The woman starts to struggle with the door.

“Sorry to bother you,” I say, “and I see the NO TRESPASSING sign, but is that the Great Allegheny Trail behind your yard?”

“Yes it is. Go ahead.”

“Thank you, ma’am.”

I have just 8 1/2 miles to the Eastern Continental Divide, but the gradual climb is no problem. I’m trying to remember whether there was an alternate route around the Big Savage Tunnel, the 11 football field-long underpassage that certainly must be full of snakes.

There is no alternative route, and thanks to the bike lights I carefully recharged last night, I can say there’s no bear, and I didn’t see any snakes. A few cyclists are riding toward me, but I’m solo heading back north. It’s a bit cool with a few drops of rain here and there, and I’m wearing my yellow rain jacket over a light, black zippered hoodie.

I miss the company of Greg and Tom, but I’m enjoying the quiet run back to Pittsburgh. I’ve waived off any opportunities to catch a shuttle for any part of the return trip. Once through the short Continental Divide tunnel, I can enjoy the slight downhill cant, though I keep peddling at a steady pace, as I’m riding 72 miles today, the second-longest stint of the six-day ride.

My only worries now are my computer, which caught some malware last night on the unsecured Gunther wi-fi, and my phone, which seems to have caught something, too. I can’t dial out.

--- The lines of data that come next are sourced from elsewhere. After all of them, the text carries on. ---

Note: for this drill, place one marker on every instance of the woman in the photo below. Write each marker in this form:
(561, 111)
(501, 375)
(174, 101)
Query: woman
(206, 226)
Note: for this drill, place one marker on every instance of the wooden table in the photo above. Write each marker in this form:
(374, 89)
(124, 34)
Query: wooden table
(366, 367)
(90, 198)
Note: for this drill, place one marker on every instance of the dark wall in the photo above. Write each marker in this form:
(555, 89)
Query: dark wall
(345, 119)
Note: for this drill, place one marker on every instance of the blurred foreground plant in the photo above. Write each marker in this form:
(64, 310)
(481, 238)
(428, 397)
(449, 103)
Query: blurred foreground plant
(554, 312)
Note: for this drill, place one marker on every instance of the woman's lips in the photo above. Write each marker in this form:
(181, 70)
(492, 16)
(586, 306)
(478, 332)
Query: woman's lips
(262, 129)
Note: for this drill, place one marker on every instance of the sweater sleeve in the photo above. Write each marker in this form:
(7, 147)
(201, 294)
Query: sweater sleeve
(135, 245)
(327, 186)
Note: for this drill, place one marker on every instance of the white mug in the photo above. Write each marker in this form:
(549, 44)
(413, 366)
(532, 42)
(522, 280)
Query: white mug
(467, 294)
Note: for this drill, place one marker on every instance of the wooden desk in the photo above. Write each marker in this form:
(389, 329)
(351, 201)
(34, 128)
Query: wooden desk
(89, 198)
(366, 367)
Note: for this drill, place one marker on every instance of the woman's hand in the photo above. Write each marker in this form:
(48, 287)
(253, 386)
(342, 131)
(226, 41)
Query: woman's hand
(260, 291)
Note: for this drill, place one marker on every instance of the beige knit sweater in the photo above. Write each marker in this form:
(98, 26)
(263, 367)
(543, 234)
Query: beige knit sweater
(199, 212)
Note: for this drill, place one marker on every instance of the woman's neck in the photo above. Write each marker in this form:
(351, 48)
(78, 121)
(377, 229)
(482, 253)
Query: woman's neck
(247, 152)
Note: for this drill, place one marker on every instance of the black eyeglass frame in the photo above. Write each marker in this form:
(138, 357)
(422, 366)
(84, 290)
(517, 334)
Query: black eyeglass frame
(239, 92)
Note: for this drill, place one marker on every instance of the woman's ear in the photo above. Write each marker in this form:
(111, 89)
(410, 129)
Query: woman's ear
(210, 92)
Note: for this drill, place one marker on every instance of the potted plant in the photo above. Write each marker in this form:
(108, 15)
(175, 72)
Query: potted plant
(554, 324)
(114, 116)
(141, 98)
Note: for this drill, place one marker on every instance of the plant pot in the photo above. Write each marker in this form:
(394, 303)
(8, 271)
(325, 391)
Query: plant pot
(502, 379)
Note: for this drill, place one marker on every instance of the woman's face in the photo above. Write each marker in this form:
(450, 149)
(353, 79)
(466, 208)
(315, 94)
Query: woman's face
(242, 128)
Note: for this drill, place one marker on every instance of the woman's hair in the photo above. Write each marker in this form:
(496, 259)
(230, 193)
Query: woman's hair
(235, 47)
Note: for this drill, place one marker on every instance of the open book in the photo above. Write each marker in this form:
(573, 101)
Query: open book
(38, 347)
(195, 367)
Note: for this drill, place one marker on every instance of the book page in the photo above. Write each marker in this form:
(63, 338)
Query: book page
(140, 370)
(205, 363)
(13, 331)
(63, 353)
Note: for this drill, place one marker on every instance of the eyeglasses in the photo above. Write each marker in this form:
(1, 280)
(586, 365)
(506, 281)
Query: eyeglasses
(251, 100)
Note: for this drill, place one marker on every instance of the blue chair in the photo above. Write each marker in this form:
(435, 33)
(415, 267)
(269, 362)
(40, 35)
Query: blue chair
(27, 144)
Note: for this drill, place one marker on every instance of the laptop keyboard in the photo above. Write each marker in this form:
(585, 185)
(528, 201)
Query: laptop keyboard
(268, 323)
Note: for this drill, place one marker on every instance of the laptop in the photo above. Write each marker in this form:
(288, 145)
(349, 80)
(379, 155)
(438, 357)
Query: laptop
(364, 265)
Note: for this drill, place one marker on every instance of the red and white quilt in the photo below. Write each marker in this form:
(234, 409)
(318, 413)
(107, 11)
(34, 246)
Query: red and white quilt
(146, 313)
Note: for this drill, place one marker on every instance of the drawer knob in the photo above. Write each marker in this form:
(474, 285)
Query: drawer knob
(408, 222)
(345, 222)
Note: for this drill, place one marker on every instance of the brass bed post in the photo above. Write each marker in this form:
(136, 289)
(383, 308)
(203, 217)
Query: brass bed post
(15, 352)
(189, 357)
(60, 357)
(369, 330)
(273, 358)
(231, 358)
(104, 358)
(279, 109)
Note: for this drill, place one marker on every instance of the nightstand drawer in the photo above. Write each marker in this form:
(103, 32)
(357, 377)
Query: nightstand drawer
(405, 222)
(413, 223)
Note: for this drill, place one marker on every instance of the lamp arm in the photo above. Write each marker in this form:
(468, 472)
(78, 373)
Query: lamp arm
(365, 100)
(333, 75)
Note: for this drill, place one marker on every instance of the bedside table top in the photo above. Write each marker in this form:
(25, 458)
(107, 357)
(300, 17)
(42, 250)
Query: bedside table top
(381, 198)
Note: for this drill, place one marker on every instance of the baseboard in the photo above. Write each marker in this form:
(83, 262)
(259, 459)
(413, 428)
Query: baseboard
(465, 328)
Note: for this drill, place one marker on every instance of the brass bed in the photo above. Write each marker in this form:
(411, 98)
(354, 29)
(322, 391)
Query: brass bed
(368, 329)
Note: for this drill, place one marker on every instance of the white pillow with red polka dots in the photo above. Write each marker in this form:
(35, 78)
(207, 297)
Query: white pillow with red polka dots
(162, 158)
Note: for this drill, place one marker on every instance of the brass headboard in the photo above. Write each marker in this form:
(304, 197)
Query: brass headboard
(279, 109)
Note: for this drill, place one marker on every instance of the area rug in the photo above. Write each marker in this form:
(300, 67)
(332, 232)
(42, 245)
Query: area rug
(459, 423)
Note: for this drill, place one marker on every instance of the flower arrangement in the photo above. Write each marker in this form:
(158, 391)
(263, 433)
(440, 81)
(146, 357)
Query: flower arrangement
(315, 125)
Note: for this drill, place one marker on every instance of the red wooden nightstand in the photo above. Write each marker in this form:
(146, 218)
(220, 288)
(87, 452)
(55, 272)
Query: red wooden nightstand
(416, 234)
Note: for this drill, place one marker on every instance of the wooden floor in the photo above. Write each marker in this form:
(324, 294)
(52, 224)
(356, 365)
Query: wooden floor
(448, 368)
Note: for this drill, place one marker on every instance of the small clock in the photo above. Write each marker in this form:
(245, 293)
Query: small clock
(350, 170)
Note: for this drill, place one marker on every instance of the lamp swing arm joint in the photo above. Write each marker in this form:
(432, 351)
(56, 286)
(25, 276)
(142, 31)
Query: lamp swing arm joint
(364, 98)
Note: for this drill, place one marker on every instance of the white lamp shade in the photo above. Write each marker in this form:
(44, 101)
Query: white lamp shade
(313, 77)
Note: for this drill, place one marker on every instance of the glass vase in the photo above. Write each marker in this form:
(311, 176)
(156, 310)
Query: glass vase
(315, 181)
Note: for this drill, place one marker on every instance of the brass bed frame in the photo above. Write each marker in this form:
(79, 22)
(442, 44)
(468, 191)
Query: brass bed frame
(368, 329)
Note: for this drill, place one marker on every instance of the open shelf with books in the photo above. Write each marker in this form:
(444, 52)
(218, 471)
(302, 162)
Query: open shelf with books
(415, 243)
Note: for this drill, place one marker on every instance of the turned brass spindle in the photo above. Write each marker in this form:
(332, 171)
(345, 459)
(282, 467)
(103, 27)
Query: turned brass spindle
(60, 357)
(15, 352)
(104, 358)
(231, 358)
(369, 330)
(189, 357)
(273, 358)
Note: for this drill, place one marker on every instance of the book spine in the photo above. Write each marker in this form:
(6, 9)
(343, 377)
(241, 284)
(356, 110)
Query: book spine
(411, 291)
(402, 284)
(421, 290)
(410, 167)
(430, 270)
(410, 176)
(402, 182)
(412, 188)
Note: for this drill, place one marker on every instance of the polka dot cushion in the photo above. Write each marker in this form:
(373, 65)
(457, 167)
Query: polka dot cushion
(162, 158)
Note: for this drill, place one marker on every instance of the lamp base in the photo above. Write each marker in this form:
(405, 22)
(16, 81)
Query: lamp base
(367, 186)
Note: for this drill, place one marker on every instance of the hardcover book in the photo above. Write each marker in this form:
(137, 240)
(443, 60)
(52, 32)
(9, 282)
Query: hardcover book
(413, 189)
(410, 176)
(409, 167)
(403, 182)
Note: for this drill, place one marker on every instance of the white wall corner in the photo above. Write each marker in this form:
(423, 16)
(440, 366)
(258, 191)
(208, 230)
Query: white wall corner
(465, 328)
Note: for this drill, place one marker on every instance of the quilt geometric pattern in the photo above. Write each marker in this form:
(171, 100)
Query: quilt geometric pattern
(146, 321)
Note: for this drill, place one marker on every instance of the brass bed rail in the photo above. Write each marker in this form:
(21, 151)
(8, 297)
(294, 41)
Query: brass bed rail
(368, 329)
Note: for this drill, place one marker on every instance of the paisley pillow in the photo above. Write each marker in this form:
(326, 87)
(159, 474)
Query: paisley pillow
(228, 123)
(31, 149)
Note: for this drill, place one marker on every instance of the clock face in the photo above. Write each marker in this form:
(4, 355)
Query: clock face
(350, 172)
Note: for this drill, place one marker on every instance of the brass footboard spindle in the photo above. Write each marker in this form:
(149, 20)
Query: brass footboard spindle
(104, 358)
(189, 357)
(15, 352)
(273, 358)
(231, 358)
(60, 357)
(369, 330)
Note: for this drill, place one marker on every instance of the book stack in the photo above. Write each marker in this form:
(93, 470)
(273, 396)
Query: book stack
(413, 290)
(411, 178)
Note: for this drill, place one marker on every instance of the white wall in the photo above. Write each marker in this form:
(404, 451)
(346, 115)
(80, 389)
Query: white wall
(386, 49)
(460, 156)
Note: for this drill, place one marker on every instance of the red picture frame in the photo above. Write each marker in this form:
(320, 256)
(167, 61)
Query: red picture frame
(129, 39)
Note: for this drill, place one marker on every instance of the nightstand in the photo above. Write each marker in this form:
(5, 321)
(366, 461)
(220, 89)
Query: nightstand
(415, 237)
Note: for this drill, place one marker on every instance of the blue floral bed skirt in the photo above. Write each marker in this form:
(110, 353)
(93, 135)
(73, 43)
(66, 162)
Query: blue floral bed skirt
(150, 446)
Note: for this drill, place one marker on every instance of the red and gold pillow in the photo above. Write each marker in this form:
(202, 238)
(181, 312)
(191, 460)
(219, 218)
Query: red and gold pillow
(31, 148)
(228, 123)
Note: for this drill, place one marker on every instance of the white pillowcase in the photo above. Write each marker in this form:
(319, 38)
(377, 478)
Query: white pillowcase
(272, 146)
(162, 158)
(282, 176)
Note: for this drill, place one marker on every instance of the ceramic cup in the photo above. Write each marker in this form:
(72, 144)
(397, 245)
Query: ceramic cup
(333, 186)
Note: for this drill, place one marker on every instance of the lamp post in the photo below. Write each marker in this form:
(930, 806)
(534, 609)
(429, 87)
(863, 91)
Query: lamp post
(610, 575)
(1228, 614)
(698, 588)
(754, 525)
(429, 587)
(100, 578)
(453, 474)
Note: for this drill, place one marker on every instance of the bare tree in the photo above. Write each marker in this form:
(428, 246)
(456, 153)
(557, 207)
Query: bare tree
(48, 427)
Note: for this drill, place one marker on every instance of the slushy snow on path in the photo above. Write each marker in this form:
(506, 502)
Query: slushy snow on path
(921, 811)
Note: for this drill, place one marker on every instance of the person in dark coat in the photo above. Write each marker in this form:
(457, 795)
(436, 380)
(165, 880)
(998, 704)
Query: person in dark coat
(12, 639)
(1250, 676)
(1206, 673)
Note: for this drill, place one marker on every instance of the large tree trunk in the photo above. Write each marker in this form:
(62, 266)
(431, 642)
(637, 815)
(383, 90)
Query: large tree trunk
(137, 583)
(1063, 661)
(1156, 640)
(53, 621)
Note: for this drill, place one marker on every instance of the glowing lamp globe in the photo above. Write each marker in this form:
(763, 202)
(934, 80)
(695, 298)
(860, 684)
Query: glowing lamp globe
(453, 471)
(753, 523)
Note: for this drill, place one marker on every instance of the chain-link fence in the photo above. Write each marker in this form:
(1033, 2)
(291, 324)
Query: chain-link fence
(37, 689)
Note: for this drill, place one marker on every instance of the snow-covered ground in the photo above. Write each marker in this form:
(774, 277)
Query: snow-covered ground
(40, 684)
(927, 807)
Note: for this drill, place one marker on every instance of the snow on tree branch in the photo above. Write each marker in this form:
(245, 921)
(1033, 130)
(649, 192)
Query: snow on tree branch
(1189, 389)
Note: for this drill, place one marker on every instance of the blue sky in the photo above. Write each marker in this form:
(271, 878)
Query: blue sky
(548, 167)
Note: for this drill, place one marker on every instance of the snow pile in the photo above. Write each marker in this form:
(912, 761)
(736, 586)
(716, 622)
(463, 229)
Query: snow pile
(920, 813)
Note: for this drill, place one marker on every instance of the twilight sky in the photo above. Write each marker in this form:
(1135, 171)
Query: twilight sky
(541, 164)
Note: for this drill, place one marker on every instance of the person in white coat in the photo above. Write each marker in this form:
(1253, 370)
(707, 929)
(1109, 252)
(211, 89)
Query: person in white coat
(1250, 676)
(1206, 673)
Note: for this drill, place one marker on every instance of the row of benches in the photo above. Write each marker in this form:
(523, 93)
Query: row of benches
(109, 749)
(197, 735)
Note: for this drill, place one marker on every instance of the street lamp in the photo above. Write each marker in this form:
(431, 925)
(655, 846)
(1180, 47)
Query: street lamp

About mile 47, which is 32 miles into today’s ride, I come up on a cyclist holding up a smartphone camera, to my left. Another cyclist is approaching, so I stop to avoid ruining his shot.

“Keep going,” the camera subject says. “I can’t do a high-five if you don’t get into the shot.”

I’m in such a zone, it takes me five miles to figure out that I’ve just high-five’d Hutch, from the Cumberland Trail Connection bike shop.

I cross the tall bridges that pass over the Casselman and Youghiogheny Rivers and back into Confluence, Pennsylvania, where the proprietor of Confluence Cyclery tunes my derailleurs, again, and gives me detailed lessons on how to use the left brake-handle shifter. I’m 47 miles into today’s ride, which means I’ve got 25 to go.

It’s almost 2 o’clock. I could get the Sisters Cafe to stay open late, but the wife in the bike shop’s husband-wife team says the grocery store in town makes great sandwiches, and that sounds like a time-saver.

I enter the grocery store, and one local says to the woman behind the deli counter, “that was a great sandwich you made me yesterday.” Almost sounds like a plant.

It’s not. I begin to order one, and the woman tells me she can’t. The bread man hasn’t arrived yet, today. So it’s packaged cheese-crackers and a Mars bar for me.

The cycle shop has free wi-fi and a laptop, where I send emails to my wife and the office IT guy. I pay $10 for the tune-up and head out. Half a mile out of town, my IT guy calls. My phone somehow turned on the blind-user’s mode, which means you have to tap the numbers twice to enter the security code. He tells me how to turn off the feature, and says he’ll send me a fix for my laptop, which I can download in my Connellsville B&B tonight.